Porte ouverte au Lycée d'horticulture et du paysage de Montreuil. Bruno y anime des ateliers d'écriture depuis trois ans, auprès d'élèves en classes préparatoires. L'atelier s'intitule "Du paysage au visage". Il s'agit de mettre en mots la relation entre le paysage et celui qui l'habite.

Bruno instaure avec les élèves un rapport de confiance. Tout à l'heure, ils vont lire leurs textes en public, dans les serres du lycée. Tandis que Bruno répète avec une partie d'entre-eux - "Respire, prends ton temps..." - j'interroge les autres sur leur intérêt pour cet atelier. Qu'est-ce qu'ils en retiennent ? Qu'est-ce que ça leur apporte ? Pour Louise, "Ici c'est sans complexe, pas besoin de faire bien, juste besoin d'essayer." Pour Baptiste, "Travailler avec Bruno apporte une sensibilité, une vision différente de l'écriture, il nous donne des outils." Et comme en écho, j'entends Bruno qui conseille Manon et Solène : "Etre précis, concis, concret." Et cet autre conseil pour la lecture, très beau : "Il suffit de penser de s'adresser à la personne qui est le plus loin de toi."

Avec Baptiste et Philippe
Avec Louise
Avec Solène 

Et s'il fallait résumer l'atelier d'écriture en un mot ? "Stimulant" pour Philippe
"oser" pour Aurianne
"découverte" pour Yolène
"récréatif" pour Baptiste
"posé" pour Louise
"être soi-même" pour Chloé
 "voyage intérieur" pour Manon.




Lire en public, dans une serre, parmi les fleurs...




Midi. Sandwich rillettes-cornichons au "Régal de Vincennes"...
Qu'est-ce que tu écris en ce moment ? Bruno poursuit un travail d'écriture au long cours. Son texte Perdus dans l'immensité en est à sa troisième saison d'écriture. Bruno a pour objectif d'écrire à partir de chacun des cent articles du journal Le Monde daté du 1er février 2008. Projet ambitieux et dont il a terminé les deux premières "saisons" : "Tu trembles", et "Eblouissements". Ecrire une saga. Quel formidable élan de création en ces temps de zapping déprimant !

La dernière étape de cette journée se déroule aux Ulis. Bruno, à la demande de l'Espace Culturel Boris Vian, anime un atelier de dessin qu'il a intitulé "Visage inattendu". Il s'agit d'un travail sur le portrait, sur l'ombre et la lumière, sur la déstructuration de la vision académique du visage.

Elles sont cinq aujourd'hui.
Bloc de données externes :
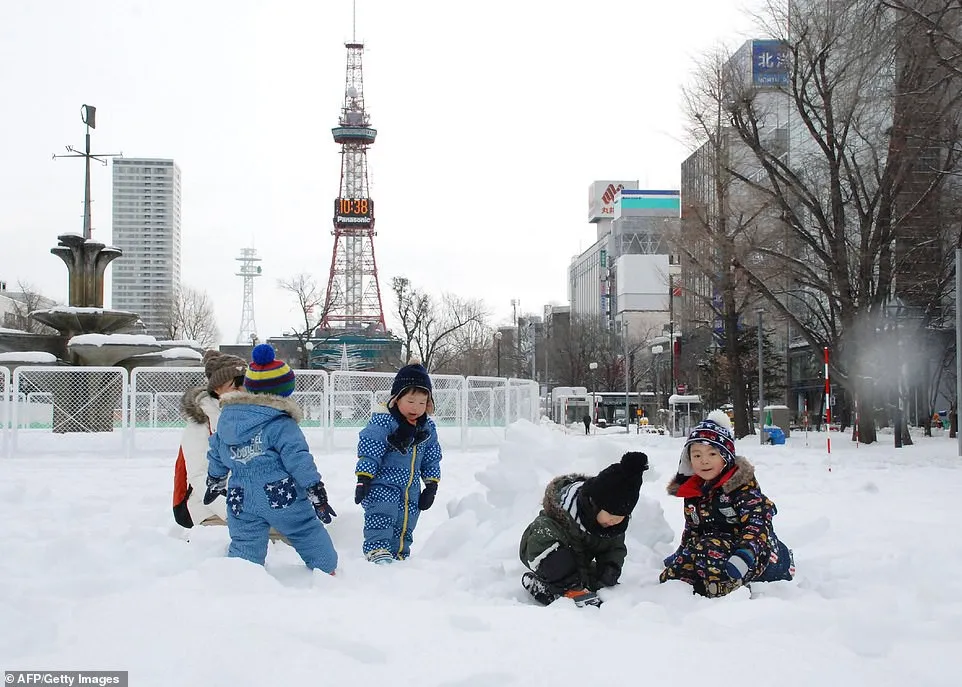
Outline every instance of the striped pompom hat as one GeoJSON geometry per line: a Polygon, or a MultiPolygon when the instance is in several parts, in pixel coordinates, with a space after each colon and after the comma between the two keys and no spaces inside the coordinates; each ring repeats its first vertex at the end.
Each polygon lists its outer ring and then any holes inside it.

Cinq femmes qui se connaissent un peu, c'est leur quatrième séance. L'une d'elle se tourne vers moi : "C'est la première fois ?" Euh... oui. Bruno distribue le matériel, donne un dernier conseil "Faites abstraction de la ressemblance. Dessinez ce que vous voyez." et les choses sérieuses commencent. Bruno pose. Je prends des photos. L'atmosphère est sérieuse et concentrée, on ne peut pas en dire de même de moi, qui souris fébrilement lorsque je me mets à poser. N'empêche, je suis bluffé par les résultats et par ces coups de crayons joliment débridés.

"Prolongez les traits, lâchez le mouvement..."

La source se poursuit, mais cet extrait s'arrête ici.